Inside the needles eye,
A turning night of stars.
- Rumi, from The Illuminated Rumi, posted to DailyDharma
The ego isn't wrong; it's just unconscious. When you observe the
ego in yourself, you are beginning to go beyond it. Don't take
the ego too seriously. When you detect egoic behavior in
yourself, smile. At times you may even laugh. How could humanity
have been taken in by this for so long? Above all, know that the
ego isn't personal. It isn't who you are.
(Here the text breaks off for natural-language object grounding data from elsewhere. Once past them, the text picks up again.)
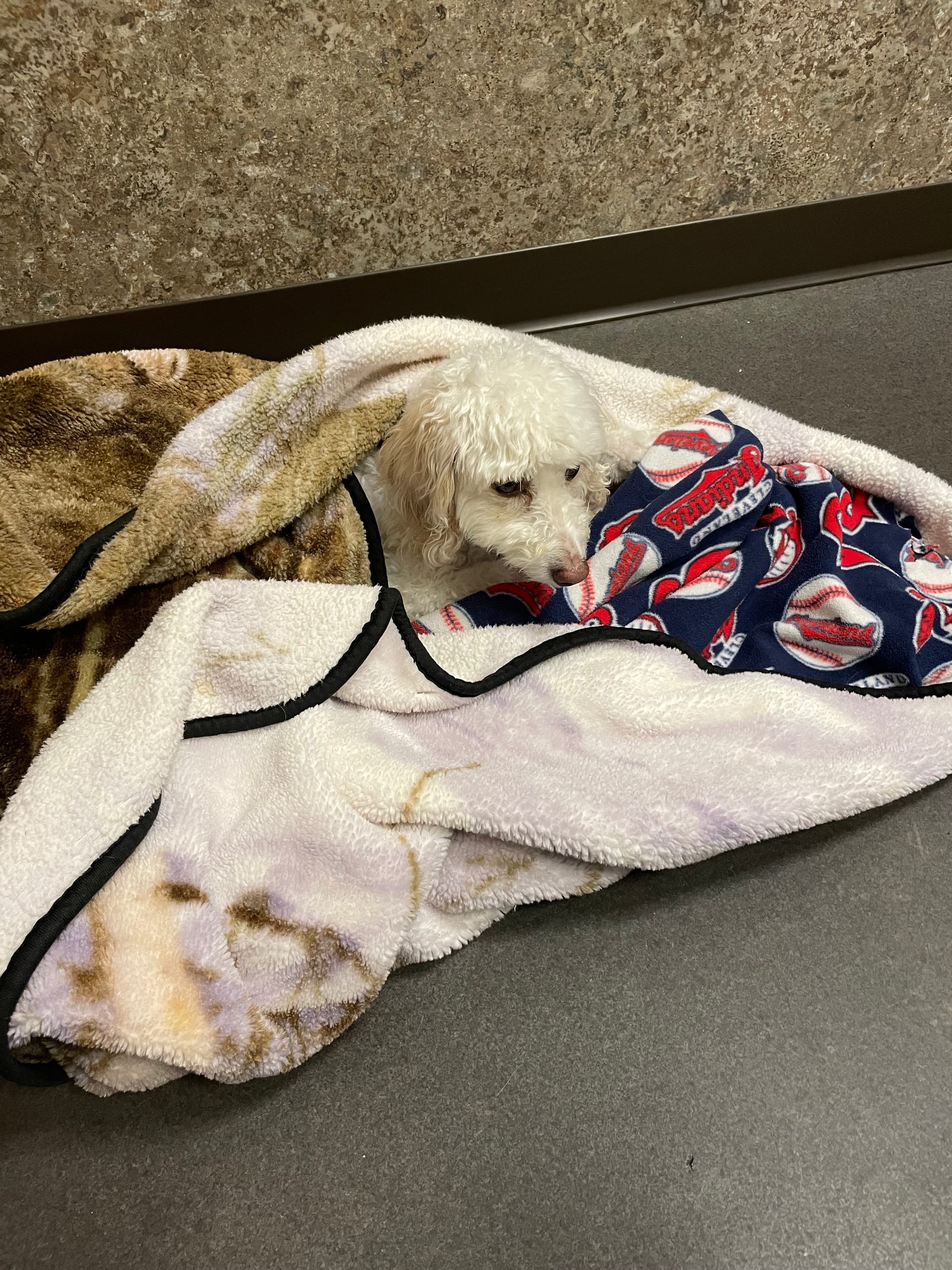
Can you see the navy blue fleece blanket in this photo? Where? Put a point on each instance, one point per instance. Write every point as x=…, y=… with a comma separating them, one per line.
x=756, y=568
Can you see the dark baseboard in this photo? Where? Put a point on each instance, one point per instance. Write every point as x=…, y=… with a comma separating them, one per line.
x=539, y=289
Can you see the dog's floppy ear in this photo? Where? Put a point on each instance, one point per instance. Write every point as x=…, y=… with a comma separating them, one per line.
x=593, y=477
x=417, y=461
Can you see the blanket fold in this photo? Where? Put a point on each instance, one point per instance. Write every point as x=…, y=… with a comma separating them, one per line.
x=128, y=477
x=285, y=791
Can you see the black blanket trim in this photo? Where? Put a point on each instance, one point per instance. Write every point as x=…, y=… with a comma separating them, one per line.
x=389, y=608
x=42, y=938
x=68, y=578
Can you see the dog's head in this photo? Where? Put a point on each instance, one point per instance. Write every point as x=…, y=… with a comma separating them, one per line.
x=501, y=448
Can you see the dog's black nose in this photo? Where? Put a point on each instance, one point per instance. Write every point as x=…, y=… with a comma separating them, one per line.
x=568, y=574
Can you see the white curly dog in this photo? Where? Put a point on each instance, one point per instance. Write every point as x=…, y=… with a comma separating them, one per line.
x=492, y=474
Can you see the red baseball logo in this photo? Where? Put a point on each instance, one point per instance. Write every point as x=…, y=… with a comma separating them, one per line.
x=785, y=541
x=802, y=474
x=681, y=451
x=847, y=513
x=626, y=560
x=927, y=568
x=719, y=488
x=534, y=595
x=707, y=574
x=824, y=625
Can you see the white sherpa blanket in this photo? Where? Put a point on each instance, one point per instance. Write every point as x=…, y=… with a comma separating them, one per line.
x=281, y=793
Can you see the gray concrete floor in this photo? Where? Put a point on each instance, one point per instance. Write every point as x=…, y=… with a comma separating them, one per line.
x=747, y=1063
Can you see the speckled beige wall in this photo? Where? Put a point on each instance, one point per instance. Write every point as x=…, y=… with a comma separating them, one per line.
x=185, y=148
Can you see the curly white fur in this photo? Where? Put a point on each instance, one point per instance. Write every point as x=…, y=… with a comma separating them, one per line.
x=508, y=413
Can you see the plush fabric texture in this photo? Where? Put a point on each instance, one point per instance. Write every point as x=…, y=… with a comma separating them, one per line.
x=756, y=568
x=234, y=468
x=294, y=865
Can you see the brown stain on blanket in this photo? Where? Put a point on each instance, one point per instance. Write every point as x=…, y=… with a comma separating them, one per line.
x=413, y=799
x=92, y=981
x=305, y=1019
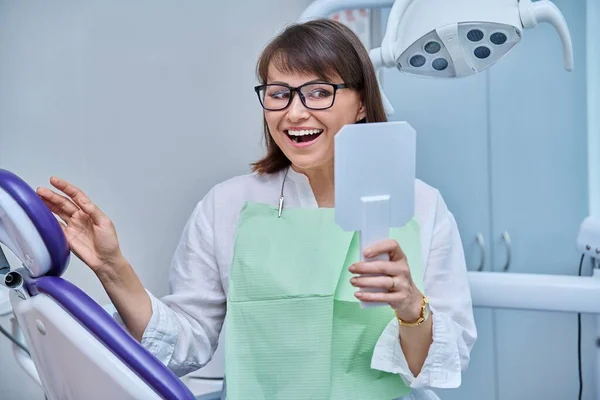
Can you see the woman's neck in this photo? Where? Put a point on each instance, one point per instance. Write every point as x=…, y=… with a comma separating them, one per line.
x=322, y=184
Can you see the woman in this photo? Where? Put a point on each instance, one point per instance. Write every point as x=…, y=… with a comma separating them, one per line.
x=286, y=274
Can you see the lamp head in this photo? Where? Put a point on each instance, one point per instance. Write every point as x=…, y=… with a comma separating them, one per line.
x=453, y=39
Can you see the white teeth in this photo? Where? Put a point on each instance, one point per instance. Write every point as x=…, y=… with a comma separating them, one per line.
x=304, y=132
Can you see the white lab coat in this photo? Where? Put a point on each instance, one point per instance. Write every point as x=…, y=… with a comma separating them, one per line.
x=185, y=325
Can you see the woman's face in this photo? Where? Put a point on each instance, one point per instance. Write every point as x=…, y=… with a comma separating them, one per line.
x=306, y=136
If you consider the ego
to be your personal problem, that's just more ego.
- Eckhart Tolle, posted to The_Now2
There are some demons dangerous
to your soul: lust, anger.
But there's a way to kill them.
Feed them meditation only,
and clear awareness, and you'll see
the illusion of what they control.
- Lalla, posted to Distillation
When you make the present moment the focal point of your
attention - instead of using it as a means to an end - you go
beyond the ego and beyond the unconscious compulsion to use
people as a means to an end, the end being self-enhancement at
the cost of others.
When you give your fullest attention to whoever you are
interacting with, you take past and future out of the
relationship, except for practical matters. When you are fully
present with everyone you meet, you relinquish the conceptual
identity you made for them - your interpretation of who they are
and what they did in the past - and are able to interact without
the egoic movements of desire and fear. Attention, which is alert
stillness, is the key.
- Eckhart Tolle, posted to The_Now2
It is disclosure of one's own spirit that unveils all things.
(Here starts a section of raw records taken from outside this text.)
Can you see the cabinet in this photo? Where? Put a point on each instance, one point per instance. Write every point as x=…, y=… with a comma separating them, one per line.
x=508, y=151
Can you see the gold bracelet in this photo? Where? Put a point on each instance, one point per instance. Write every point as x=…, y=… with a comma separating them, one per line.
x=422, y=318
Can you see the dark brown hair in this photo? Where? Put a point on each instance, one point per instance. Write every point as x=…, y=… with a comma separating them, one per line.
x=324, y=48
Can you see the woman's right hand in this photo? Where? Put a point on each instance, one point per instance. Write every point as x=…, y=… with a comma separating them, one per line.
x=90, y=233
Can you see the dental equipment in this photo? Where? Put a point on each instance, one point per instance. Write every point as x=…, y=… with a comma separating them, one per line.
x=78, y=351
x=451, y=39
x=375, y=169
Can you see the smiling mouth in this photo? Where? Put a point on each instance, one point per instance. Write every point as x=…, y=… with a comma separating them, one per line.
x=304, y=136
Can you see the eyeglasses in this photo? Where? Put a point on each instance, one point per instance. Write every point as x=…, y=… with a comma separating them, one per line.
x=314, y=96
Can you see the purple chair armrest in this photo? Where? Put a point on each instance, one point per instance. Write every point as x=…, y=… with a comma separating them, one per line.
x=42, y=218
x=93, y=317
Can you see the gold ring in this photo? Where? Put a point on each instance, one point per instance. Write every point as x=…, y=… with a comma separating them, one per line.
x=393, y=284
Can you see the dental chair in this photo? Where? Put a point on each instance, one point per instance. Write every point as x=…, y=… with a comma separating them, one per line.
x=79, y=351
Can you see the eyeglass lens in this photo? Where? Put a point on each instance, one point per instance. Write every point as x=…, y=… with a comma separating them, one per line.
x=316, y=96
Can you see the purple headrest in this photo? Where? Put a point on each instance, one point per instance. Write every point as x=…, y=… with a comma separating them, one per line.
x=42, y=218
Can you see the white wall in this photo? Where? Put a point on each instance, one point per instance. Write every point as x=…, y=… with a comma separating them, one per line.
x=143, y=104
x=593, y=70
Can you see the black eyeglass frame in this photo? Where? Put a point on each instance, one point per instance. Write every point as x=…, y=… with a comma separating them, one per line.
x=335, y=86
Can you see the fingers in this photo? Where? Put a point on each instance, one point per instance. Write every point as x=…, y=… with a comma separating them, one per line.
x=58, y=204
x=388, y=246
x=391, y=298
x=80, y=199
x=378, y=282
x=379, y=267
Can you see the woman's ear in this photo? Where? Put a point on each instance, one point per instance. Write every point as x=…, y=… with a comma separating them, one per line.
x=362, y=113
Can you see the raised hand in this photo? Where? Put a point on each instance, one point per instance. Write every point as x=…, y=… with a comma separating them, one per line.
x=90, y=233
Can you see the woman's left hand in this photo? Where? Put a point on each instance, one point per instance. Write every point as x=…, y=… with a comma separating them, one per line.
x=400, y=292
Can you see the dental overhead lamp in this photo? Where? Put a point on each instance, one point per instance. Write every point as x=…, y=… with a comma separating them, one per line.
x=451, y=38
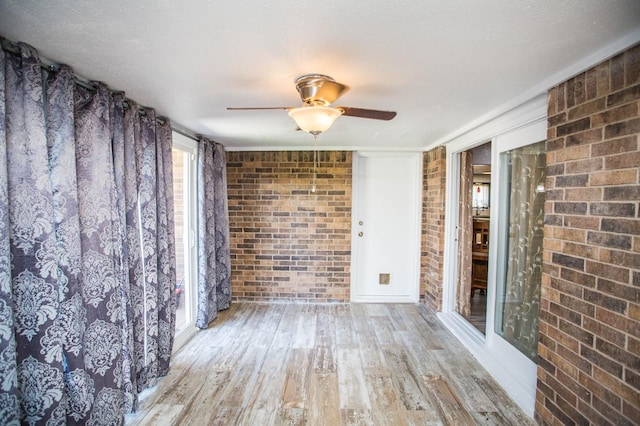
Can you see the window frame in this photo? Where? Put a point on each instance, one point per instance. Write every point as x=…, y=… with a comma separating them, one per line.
x=190, y=148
From the Teachings of Hazrat Inayat Khan, selected and arranged
by Hazrat Pir Vilayat Khan, posted to SufiMystic
Where is the word of God heard? In silence. The seers, the
saints, the sages, the prophets, the masters, they have heard
that voice which comes from within by making themselves silent. I
do not mean by this that because one has silence one will be
spoken to; I mean that once one is silent one will hear the word,
which is constantly coming from within. When the mind has been
made still, a person also communicates with everyone he meets. He
does not need many words: when the glance meets he understands.
Two persons may talk and discuss all their lives and yet never
understand one another. Two others with still minds look at one
another and in one moment a communication is established between
them.
Where do the differences between people come from? From within.
From their activity. And how does agreement come? By the
stillness of the mind. It is noise which hinders a voice that we
hear from a distance, and it is the troubled waters of a pool
which hinder us seeing our own image reflected in the water. When
the water is still it takes a clear reflection; and when our
atmosphere is still then we hear that voice which is constantly
coming to the heart of every person.
- Hazrat Inayat Khan
A Great Silence overcomes me,
and I wonder why I ever thought to use language.